Me angustia. Nos angustia. 
En realidad, no la he mirado nunca a la cara. No me la puedo imaginar. No me la creo. 
No me puedo creer que un día me desconecte(n) de esto que llamamos vida. No me puedo creer que un día no pueda ver, oír, oler lo que aquí está pasando. Me resulta inimaginable. 
Aunque su presencia empapa mi vida cotidiana. Lo reconozca o no. Lo quiera ver o no. 
Cómo será eso? Qué hace la gente cuando va llegando a ese momento? Cómo se encara ese instante tan inaudito, tan increíble, con el que nos vamos a enfrentar tod@s? Qué se supone que ocurre ahí? Cómo puede un@ reaccionar? 
Me imagino que el hecho de que venga sin saber muy bien lo que ocurre, en el fondo, facilita que vaya sucediendo. O que suceda de golpe. Que todo puede suceder. 

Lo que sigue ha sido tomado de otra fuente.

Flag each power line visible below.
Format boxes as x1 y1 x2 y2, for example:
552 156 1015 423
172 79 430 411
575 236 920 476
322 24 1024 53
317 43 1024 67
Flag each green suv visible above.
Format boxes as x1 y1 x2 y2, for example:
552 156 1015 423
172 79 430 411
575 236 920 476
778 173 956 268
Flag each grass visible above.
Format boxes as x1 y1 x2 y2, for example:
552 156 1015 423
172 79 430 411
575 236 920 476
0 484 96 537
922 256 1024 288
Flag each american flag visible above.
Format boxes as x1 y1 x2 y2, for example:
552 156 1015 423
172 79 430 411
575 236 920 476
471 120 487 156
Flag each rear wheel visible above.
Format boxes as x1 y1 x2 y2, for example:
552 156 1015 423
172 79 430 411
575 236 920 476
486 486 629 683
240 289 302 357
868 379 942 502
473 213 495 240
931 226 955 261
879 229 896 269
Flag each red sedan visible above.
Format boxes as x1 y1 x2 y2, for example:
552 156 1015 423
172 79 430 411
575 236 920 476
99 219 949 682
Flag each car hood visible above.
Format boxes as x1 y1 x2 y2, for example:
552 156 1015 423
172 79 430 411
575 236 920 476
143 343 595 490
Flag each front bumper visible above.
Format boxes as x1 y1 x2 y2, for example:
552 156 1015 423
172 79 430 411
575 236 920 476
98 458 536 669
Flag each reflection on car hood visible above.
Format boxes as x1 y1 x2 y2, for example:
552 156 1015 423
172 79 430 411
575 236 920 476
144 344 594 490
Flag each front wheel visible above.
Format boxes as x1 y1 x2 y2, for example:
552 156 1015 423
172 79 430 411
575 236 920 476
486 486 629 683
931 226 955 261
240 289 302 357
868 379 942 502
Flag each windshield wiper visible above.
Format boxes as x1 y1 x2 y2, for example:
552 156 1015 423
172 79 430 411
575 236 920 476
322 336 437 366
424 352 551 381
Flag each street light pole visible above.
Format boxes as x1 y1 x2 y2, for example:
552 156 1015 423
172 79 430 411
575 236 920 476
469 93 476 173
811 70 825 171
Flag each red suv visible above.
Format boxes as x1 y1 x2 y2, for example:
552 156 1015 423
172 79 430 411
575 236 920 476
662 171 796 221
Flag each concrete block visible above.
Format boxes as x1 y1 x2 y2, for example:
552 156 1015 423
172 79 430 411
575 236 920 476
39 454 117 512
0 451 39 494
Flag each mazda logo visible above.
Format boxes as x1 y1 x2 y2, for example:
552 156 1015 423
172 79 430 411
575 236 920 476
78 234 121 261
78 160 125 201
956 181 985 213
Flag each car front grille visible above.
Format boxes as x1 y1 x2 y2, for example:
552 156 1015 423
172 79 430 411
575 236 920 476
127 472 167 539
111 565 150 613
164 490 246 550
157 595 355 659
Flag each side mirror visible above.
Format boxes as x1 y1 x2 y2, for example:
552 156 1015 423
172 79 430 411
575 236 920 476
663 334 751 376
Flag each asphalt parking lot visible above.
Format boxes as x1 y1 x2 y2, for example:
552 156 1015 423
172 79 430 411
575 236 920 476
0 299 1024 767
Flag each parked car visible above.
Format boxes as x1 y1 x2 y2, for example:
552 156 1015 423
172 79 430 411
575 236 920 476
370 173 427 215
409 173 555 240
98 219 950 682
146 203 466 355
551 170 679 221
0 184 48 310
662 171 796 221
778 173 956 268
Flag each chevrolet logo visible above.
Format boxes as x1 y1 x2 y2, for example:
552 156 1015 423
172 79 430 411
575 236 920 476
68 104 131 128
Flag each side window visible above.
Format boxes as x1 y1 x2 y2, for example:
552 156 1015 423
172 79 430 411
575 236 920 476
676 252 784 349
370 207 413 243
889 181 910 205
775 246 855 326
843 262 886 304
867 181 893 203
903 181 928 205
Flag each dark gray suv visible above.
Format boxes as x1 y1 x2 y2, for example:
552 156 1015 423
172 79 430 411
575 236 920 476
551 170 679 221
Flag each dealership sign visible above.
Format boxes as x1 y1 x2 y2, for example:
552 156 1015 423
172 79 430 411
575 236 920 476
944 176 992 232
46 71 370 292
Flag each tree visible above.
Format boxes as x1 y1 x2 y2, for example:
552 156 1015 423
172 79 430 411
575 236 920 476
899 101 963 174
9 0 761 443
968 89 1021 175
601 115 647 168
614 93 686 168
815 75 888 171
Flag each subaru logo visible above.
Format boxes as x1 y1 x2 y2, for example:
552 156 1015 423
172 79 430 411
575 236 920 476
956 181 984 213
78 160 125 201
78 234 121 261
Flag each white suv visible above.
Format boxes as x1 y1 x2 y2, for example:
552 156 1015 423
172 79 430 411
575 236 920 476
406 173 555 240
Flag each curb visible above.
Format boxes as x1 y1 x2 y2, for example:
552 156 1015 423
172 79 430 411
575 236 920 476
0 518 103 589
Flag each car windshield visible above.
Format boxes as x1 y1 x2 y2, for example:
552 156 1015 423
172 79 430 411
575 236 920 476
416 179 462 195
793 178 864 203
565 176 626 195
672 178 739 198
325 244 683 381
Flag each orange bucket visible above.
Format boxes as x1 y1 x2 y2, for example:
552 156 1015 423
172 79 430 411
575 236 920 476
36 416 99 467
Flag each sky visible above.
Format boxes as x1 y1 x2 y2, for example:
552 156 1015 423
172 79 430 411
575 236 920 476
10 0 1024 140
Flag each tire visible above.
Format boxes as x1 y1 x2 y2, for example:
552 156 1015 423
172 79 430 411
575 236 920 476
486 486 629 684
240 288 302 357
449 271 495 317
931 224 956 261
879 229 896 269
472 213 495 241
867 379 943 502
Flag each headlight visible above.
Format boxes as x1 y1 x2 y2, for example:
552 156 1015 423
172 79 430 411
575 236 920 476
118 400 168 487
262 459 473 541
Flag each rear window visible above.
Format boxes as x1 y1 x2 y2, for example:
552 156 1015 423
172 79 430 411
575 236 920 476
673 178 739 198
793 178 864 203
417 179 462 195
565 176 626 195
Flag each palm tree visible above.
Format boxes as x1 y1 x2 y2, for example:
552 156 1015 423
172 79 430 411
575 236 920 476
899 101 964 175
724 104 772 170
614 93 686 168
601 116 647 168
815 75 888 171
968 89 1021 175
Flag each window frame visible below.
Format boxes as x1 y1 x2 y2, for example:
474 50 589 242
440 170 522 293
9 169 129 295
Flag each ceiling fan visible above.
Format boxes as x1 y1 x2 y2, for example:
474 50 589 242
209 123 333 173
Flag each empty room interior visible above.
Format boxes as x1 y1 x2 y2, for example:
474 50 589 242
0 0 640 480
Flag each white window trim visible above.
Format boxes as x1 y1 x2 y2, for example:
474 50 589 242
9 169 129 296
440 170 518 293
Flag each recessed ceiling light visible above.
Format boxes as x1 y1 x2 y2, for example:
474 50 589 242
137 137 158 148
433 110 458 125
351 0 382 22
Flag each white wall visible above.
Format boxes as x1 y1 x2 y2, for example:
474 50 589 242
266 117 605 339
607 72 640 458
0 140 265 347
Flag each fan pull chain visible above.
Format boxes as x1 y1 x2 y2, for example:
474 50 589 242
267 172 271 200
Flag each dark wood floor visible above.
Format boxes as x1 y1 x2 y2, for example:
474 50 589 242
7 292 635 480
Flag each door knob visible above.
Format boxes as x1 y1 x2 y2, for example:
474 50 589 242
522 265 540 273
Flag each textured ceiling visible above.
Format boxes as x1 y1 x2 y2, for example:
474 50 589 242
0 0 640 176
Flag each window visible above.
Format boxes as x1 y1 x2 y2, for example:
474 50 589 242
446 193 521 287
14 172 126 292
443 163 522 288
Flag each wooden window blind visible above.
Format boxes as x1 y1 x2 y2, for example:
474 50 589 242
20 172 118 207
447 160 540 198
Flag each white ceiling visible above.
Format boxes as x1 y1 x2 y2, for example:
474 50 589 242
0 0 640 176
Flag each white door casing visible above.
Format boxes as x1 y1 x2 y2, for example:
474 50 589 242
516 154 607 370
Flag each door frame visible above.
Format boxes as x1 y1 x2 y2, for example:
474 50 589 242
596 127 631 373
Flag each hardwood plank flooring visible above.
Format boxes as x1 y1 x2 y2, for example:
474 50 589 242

No sabemos nada de la muerte. La vemos. No la podemos negar. Pero, no, a mí no me va a llegar. Es injusto. Es imposible. 
Y nos negamos a hablar de ella. Nos negamos a ir preparándonos. A estar preparados. Y mixtificamos su presencia desviando el tema hacia qué habrá después de ella. El caso es que ELLA no esté, no la reconozcamos, no exista. 
Vive, así pues, la muerte muerta de nuestra propia consciencia. Por eso no quería escribir lo que estoy escribiendo. 
Pero la muerte existe, aunque seguro, no es la muerte que nos imaginamos, la que creemos. Esa no. 
Pero, cómo será la auténtica? Adónde nos llevará? Qué hay en ese estar que es, al fin y al cabo, otra forma de vida? 
Vivir, morir son, quizá, dos maneras de decir lo mismo. Lo curioso es que el pánico a la muerte viene dado, directamente, por el hecho de que nos sitúa, frente a frente, con nuestra propia ignorancia de la vida.